The biggest difference between “good” and “bad” pain is that “bad” pain is caused by excessive pressure that goes beyond your pain threshold, and there is such a thing as TOO MUCH PRESSURE! It can also involve the massage therapist not taking caution of vulnerable areas referred to as endangerment sites. Endangerment sites include areas in which nerves can become pinched and sensitive tissues compressed. “Bad” pain can also be caused by ungroomed nails and massaging sites that are commonly contraindicated, such as areas of infection or obvious inflammation.

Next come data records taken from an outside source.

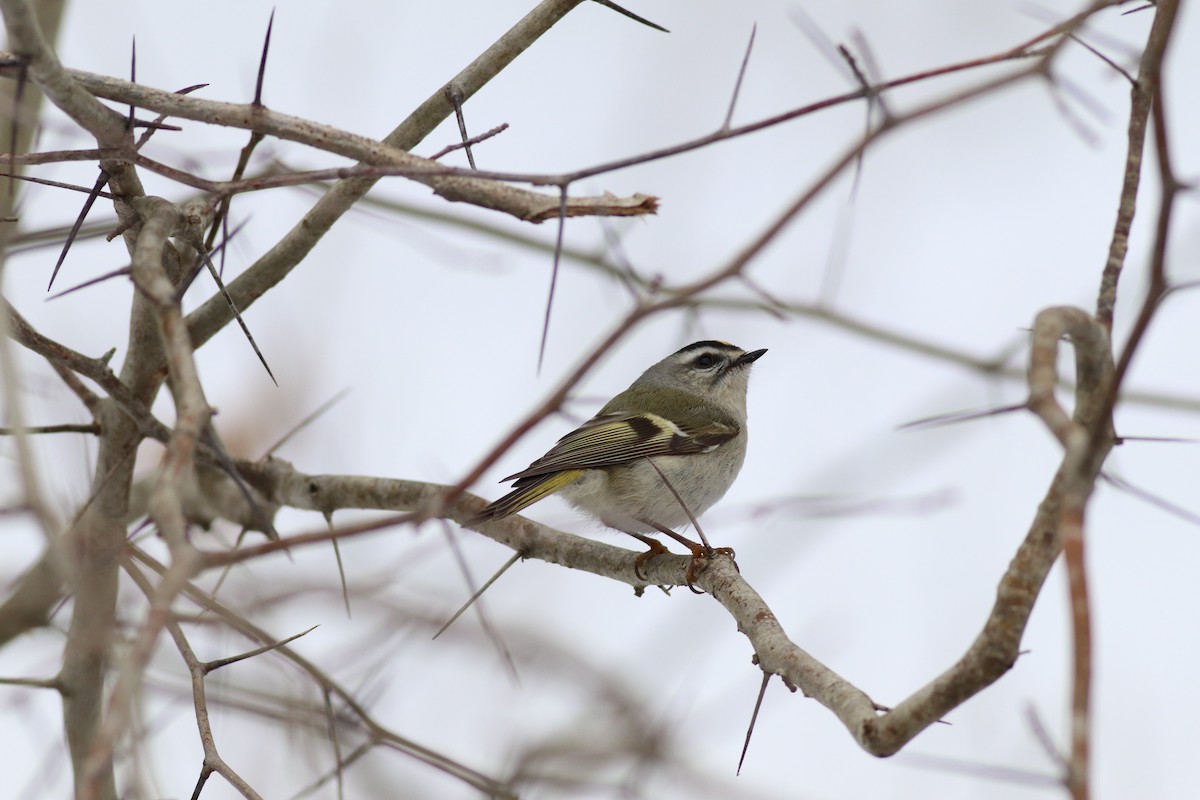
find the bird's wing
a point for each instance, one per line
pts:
(618, 438)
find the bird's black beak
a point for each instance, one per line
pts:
(748, 358)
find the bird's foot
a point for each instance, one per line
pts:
(657, 548)
(700, 557)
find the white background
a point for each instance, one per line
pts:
(963, 228)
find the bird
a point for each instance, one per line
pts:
(655, 457)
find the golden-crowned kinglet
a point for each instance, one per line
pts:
(657, 456)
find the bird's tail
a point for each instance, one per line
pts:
(527, 491)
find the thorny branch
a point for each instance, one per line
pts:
(162, 343)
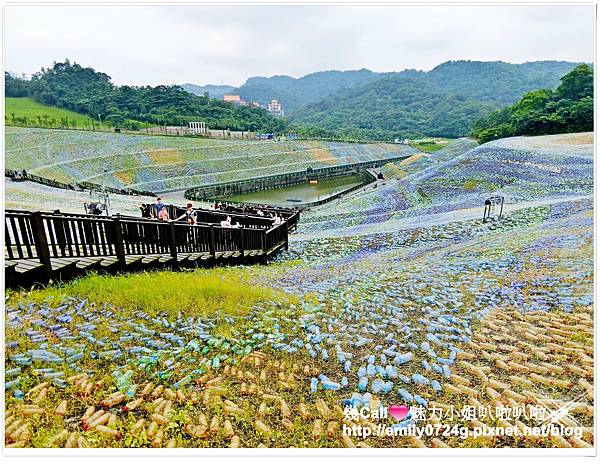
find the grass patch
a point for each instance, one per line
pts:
(202, 292)
(391, 170)
(24, 111)
(430, 145)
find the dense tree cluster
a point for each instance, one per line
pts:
(442, 102)
(84, 90)
(568, 109)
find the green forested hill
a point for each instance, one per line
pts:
(568, 109)
(442, 102)
(86, 91)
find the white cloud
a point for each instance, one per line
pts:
(227, 44)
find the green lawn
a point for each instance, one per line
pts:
(24, 111)
(430, 145)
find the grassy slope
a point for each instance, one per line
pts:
(27, 107)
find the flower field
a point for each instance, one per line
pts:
(394, 297)
(159, 163)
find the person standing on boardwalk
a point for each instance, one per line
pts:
(158, 206)
(189, 215)
(163, 214)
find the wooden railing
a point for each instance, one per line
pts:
(21, 175)
(45, 237)
(217, 191)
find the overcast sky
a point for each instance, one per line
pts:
(141, 45)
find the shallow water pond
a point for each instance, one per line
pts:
(305, 192)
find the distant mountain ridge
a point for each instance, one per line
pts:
(292, 92)
(215, 91)
(442, 102)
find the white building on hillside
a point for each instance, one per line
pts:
(275, 108)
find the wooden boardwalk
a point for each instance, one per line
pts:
(44, 246)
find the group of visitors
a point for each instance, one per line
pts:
(261, 210)
(157, 210)
(160, 211)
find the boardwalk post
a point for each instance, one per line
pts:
(173, 241)
(119, 243)
(263, 244)
(212, 244)
(41, 242)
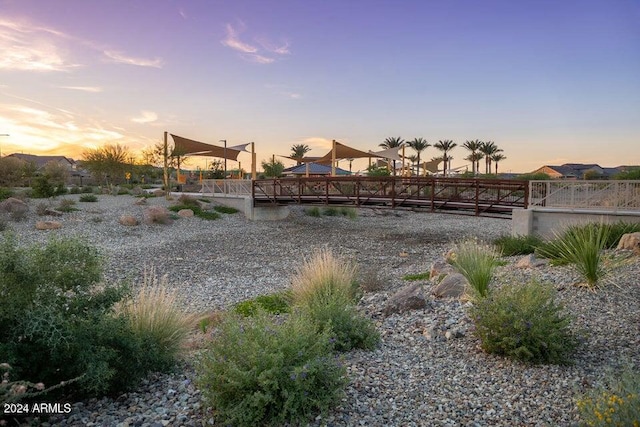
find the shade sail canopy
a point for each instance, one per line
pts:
(189, 147)
(345, 152)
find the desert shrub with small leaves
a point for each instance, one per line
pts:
(258, 371)
(615, 403)
(517, 245)
(523, 322)
(88, 198)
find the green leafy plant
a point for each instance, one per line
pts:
(416, 277)
(477, 263)
(615, 403)
(582, 247)
(88, 198)
(275, 303)
(225, 209)
(523, 322)
(517, 245)
(260, 372)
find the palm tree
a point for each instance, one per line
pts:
(298, 151)
(445, 146)
(393, 142)
(419, 145)
(489, 148)
(498, 158)
(473, 146)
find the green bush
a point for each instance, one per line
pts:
(276, 303)
(88, 198)
(523, 322)
(259, 372)
(517, 245)
(225, 209)
(57, 321)
(476, 262)
(581, 246)
(616, 403)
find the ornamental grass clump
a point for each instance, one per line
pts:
(258, 371)
(523, 322)
(583, 248)
(477, 263)
(154, 316)
(325, 288)
(617, 403)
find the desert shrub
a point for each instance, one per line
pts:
(582, 247)
(225, 209)
(418, 276)
(88, 198)
(523, 322)
(325, 288)
(275, 303)
(313, 211)
(157, 215)
(67, 205)
(259, 372)
(5, 193)
(330, 211)
(154, 317)
(517, 245)
(58, 322)
(42, 188)
(615, 403)
(476, 262)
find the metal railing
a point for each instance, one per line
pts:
(586, 195)
(446, 194)
(234, 187)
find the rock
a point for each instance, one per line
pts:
(630, 241)
(408, 298)
(530, 261)
(48, 225)
(128, 220)
(452, 286)
(440, 267)
(52, 212)
(185, 213)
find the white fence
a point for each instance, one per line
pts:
(611, 196)
(234, 187)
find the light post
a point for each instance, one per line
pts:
(2, 134)
(225, 157)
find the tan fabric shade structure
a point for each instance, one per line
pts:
(190, 147)
(345, 152)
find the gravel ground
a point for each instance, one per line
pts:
(411, 379)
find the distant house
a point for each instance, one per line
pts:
(579, 171)
(315, 169)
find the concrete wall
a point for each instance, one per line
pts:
(544, 222)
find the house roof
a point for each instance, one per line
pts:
(314, 169)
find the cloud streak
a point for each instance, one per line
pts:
(267, 53)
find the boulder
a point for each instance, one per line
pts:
(48, 225)
(530, 261)
(185, 213)
(630, 241)
(128, 220)
(440, 267)
(452, 286)
(408, 298)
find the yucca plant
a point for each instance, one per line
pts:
(582, 247)
(153, 314)
(477, 263)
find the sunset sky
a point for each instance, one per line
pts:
(549, 82)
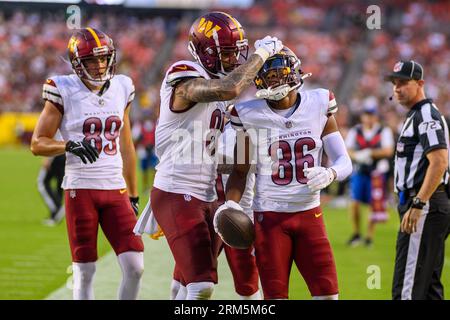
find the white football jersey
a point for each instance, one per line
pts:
(226, 152)
(97, 119)
(186, 141)
(284, 147)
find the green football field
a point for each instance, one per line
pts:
(35, 259)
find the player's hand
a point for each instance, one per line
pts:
(83, 150)
(364, 156)
(229, 204)
(410, 220)
(268, 46)
(319, 177)
(135, 204)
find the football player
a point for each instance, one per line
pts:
(91, 109)
(242, 262)
(193, 100)
(289, 130)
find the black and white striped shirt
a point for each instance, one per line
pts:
(424, 130)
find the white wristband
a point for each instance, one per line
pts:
(263, 53)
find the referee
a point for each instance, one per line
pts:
(421, 177)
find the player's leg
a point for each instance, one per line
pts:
(242, 264)
(356, 194)
(45, 190)
(82, 228)
(187, 226)
(117, 220)
(58, 166)
(178, 289)
(273, 251)
(378, 203)
(313, 255)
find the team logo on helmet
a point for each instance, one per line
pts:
(217, 41)
(206, 27)
(279, 75)
(88, 44)
(398, 66)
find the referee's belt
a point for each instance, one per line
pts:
(406, 194)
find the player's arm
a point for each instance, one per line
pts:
(334, 147)
(42, 141)
(387, 145)
(207, 90)
(128, 155)
(238, 178)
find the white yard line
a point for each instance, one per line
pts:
(156, 279)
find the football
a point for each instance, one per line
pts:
(236, 229)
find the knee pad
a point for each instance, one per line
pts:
(174, 288)
(199, 290)
(132, 264)
(83, 272)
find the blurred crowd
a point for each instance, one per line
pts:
(324, 34)
(419, 32)
(33, 47)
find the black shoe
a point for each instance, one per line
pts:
(354, 240)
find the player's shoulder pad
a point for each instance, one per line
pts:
(184, 69)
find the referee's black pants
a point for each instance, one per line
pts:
(420, 256)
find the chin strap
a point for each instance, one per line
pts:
(278, 93)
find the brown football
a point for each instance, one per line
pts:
(236, 229)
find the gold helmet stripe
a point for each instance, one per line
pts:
(97, 40)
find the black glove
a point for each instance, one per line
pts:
(135, 204)
(83, 150)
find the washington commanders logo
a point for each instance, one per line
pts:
(398, 66)
(72, 44)
(207, 28)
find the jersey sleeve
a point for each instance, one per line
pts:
(131, 92)
(431, 129)
(350, 140)
(236, 122)
(332, 104)
(50, 92)
(181, 71)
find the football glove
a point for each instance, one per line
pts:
(318, 177)
(83, 150)
(267, 47)
(230, 204)
(135, 204)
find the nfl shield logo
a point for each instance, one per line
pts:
(398, 66)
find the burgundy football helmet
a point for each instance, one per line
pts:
(287, 66)
(217, 41)
(279, 75)
(91, 43)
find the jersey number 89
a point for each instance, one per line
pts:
(93, 129)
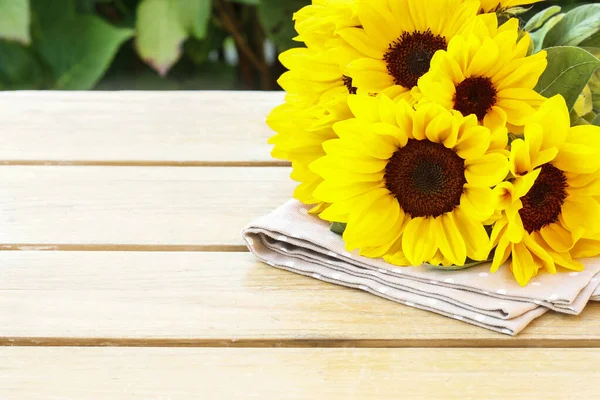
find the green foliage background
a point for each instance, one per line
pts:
(150, 44)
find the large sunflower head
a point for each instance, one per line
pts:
(412, 185)
(397, 39)
(499, 5)
(551, 208)
(487, 73)
(317, 23)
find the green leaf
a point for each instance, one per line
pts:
(276, 19)
(88, 6)
(538, 36)
(592, 41)
(569, 70)
(195, 15)
(15, 20)
(19, 68)
(160, 33)
(578, 25)
(163, 25)
(79, 50)
(338, 227)
(541, 18)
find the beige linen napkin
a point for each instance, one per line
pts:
(289, 238)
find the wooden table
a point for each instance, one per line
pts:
(123, 273)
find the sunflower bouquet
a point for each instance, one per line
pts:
(447, 132)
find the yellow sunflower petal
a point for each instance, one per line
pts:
(450, 240)
(488, 170)
(418, 240)
(523, 265)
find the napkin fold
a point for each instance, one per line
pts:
(290, 238)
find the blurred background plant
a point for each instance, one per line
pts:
(150, 44)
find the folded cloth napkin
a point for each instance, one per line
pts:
(290, 238)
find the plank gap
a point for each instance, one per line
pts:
(501, 342)
(123, 247)
(144, 163)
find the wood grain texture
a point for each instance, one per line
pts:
(274, 374)
(226, 299)
(136, 127)
(45, 206)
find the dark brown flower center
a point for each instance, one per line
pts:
(543, 203)
(408, 57)
(426, 178)
(348, 83)
(475, 95)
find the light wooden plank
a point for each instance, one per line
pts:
(152, 206)
(139, 127)
(225, 299)
(274, 374)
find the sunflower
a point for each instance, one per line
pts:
(487, 73)
(411, 185)
(300, 134)
(551, 209)
(495, 5)
(313, 76)
(317, 23)
(317, 90)
(397, 39)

As stated previously, your treatment can commonly leave you sore, but should never result in significant pain. This means that too much pressure was used. You should express this to your massage therapist, if you return to the office. A skilled and trustworthy therapist would make adjustments to your treatment. If your therapist continues to cause excessive pain, look for a more qualified therapist. Massage should be helpful and healing. It should leave you wanting more because of the positive results and benefits that massage brings you!